Bo kontekst się zmienił po tym haniebnym ataku na tę szóstkę, więc ja zawsze będę za jednością. Zawsze lepiej, żeby wszyscy głosowali tak samo w Platformie...
Czyli ci posłowie, którzy zagłosowali za rezolucją, mają szansę znaleźć się na listach wyborczych PO, na przykład w kolejnym rozdaniu.
To będą decyzje zarządu, Rady Krajowej. Do wyborów jeszcze jest bardzo dużo czasu. Rozmawiamy. Było niedawno spotkanie zarządu ze wszystkimi eurodeputowanymi, była ta szóstka i tutaj na dziś problemu nie ma. Przed Polską w Europie znacznie większe problemy niż to, jak kto kilka tygodni temu głosował.
Za co pochwaliłby pan dzisiaj ministra obrony Mariusza Błaszczaka? - pytał w internetowej części Popołudniowej rozmowy w RMF FM Marcin Zaborski. Za to, że nie jest Antonim Macierewiczem. To jest już ogromny plus. Skończył się czas rujnowania wojska, szaleństwa, nieodpowiedzialnych wypowiedzi, skandali - odpowiedział Tomasz Siemoniak. Jak dodał wiceszef Platformy Obywatelskiej, ministra Mariusz Błaszczaka można pochwalić jeszcze za to, że "bezwzględnie, jak żelazna miotła, wyczyścił ludzi Macierewicza". Były szef MON podkreślił, że polskie wojsko, po rządach poprzedniego ministra PiS, będzie się bardzo długo podnosić.
O projekcie dotyczącym ustawy aborcyjnej, gość RMF FM powiedział, że zdaniem Platformy "dużą wartością jest tzw. kompromis aborcyjny z '93 roku" i podobnie - według badań - uważa "większość Polaków".
Sondaże CBOS-u, które skrytykował ostatnio Grzegorz Schetyna, wiceszef Platformy ocenił natomiast jako "ręcznie sterowane", bo "CBOS jest instytucją rządową". Nie wiem, kto tam kieruje.

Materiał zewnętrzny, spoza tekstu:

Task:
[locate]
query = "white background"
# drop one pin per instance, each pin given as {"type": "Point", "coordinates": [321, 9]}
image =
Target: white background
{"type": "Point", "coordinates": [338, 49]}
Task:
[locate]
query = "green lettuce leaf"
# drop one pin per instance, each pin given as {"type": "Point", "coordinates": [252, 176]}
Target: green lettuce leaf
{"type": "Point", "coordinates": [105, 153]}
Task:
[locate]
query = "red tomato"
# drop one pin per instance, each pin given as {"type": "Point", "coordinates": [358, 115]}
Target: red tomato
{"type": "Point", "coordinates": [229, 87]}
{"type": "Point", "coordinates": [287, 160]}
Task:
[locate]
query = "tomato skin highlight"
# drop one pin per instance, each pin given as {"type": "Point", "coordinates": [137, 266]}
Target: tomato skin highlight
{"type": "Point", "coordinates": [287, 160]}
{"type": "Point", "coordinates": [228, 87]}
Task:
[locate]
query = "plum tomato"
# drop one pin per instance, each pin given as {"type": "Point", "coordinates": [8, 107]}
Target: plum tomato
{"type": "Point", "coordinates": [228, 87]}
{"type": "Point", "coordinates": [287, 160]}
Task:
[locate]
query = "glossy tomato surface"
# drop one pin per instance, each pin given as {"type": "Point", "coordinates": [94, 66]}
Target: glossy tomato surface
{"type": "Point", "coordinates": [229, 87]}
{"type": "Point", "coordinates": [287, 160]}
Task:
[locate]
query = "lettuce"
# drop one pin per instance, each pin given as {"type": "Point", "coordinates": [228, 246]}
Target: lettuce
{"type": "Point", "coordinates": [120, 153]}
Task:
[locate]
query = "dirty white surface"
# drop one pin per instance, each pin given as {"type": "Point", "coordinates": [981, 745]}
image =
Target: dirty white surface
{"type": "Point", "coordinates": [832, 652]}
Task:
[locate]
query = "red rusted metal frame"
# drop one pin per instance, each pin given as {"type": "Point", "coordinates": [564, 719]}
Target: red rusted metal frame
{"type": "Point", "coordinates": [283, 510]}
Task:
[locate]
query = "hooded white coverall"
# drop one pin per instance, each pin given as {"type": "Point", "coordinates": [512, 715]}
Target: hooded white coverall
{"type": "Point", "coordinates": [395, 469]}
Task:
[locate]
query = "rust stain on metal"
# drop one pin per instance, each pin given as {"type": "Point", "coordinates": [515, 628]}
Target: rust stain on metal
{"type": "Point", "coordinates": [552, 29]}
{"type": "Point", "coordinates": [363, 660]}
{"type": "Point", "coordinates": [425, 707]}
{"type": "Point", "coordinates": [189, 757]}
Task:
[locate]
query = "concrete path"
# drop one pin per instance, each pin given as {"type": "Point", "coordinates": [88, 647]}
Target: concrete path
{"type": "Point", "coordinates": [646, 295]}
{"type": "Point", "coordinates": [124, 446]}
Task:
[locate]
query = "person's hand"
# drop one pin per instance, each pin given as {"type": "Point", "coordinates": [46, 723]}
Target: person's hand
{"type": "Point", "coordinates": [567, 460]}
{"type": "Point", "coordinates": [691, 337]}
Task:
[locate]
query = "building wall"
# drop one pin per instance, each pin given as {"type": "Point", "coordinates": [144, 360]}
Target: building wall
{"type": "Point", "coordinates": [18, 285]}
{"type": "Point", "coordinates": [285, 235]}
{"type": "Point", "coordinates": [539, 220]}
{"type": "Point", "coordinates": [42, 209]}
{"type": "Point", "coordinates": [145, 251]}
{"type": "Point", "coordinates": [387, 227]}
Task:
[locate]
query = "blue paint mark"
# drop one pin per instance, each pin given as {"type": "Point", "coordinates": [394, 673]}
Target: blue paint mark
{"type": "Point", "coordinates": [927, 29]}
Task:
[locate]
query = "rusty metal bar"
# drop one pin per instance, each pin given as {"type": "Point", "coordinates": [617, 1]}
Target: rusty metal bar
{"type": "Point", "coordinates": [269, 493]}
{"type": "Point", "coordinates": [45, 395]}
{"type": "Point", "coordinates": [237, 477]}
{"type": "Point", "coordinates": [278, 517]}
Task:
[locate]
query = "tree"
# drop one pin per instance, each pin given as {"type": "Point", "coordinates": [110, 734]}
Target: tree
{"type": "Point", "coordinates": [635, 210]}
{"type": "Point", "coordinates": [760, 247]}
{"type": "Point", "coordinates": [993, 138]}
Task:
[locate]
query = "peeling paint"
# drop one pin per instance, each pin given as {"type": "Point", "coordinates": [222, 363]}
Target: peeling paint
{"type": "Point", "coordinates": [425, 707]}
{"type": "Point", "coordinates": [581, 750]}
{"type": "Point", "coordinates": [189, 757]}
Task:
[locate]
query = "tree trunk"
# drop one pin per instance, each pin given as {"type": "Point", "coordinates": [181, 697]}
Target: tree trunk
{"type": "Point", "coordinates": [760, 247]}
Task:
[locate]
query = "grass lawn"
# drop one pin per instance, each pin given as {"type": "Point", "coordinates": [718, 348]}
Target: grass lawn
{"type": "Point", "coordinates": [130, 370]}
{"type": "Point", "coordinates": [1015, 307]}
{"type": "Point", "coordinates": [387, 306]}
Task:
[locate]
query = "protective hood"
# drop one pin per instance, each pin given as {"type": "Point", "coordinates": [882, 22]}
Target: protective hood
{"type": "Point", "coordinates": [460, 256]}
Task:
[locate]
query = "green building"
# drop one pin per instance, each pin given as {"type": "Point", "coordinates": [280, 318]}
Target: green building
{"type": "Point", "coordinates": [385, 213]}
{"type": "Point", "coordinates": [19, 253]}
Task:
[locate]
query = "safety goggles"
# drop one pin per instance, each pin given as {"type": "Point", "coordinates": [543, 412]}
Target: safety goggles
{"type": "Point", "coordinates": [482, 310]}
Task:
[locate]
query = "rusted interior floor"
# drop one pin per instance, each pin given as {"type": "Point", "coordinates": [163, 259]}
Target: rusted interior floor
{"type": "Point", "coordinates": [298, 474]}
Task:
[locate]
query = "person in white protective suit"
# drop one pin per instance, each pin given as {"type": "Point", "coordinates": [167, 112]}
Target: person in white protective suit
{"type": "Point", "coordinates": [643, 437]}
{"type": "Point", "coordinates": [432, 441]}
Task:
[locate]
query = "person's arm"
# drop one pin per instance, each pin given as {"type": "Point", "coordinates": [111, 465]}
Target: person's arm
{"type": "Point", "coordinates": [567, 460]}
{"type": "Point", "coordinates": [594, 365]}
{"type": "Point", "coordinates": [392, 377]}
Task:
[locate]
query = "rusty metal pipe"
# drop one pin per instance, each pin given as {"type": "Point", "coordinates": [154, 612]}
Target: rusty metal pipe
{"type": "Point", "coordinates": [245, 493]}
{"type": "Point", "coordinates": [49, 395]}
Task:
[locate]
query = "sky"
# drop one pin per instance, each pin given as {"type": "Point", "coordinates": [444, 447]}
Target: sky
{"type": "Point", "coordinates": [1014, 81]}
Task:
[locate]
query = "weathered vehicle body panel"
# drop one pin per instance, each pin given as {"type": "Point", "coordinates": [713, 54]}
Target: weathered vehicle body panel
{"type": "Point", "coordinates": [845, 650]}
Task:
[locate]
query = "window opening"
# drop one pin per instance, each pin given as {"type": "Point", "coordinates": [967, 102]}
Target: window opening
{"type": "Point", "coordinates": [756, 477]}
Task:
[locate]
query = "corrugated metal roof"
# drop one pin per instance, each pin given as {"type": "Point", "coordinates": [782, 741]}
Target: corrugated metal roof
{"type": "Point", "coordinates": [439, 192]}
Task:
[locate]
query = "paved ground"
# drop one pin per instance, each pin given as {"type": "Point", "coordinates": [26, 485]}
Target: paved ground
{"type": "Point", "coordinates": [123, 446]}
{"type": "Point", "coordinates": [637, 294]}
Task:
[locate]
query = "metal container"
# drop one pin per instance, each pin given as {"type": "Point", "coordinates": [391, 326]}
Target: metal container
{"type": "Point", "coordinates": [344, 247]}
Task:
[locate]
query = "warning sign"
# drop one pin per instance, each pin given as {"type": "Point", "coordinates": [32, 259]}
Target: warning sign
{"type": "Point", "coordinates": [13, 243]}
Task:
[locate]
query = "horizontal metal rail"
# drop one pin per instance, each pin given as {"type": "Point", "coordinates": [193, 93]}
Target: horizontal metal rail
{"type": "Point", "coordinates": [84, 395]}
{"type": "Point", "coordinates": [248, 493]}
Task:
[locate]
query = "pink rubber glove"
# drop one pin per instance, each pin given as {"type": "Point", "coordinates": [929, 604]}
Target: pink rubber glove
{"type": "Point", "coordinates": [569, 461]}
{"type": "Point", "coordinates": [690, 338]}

PiS pokazał w innych miejscach, jak wysyła niekompetentnych ludzi z partyjnego nadania, więc wyobrażam sobie, że i w takiej instytucji mogły się i takie osoby pojawić - podsumował Siemoniak dodając, że "jeśli w innych badaniach PO ma 20 proc. i rośnie, a w sondażach CBOS-u 14 proc. i maleje, to rzeczywiście jest to dziwne".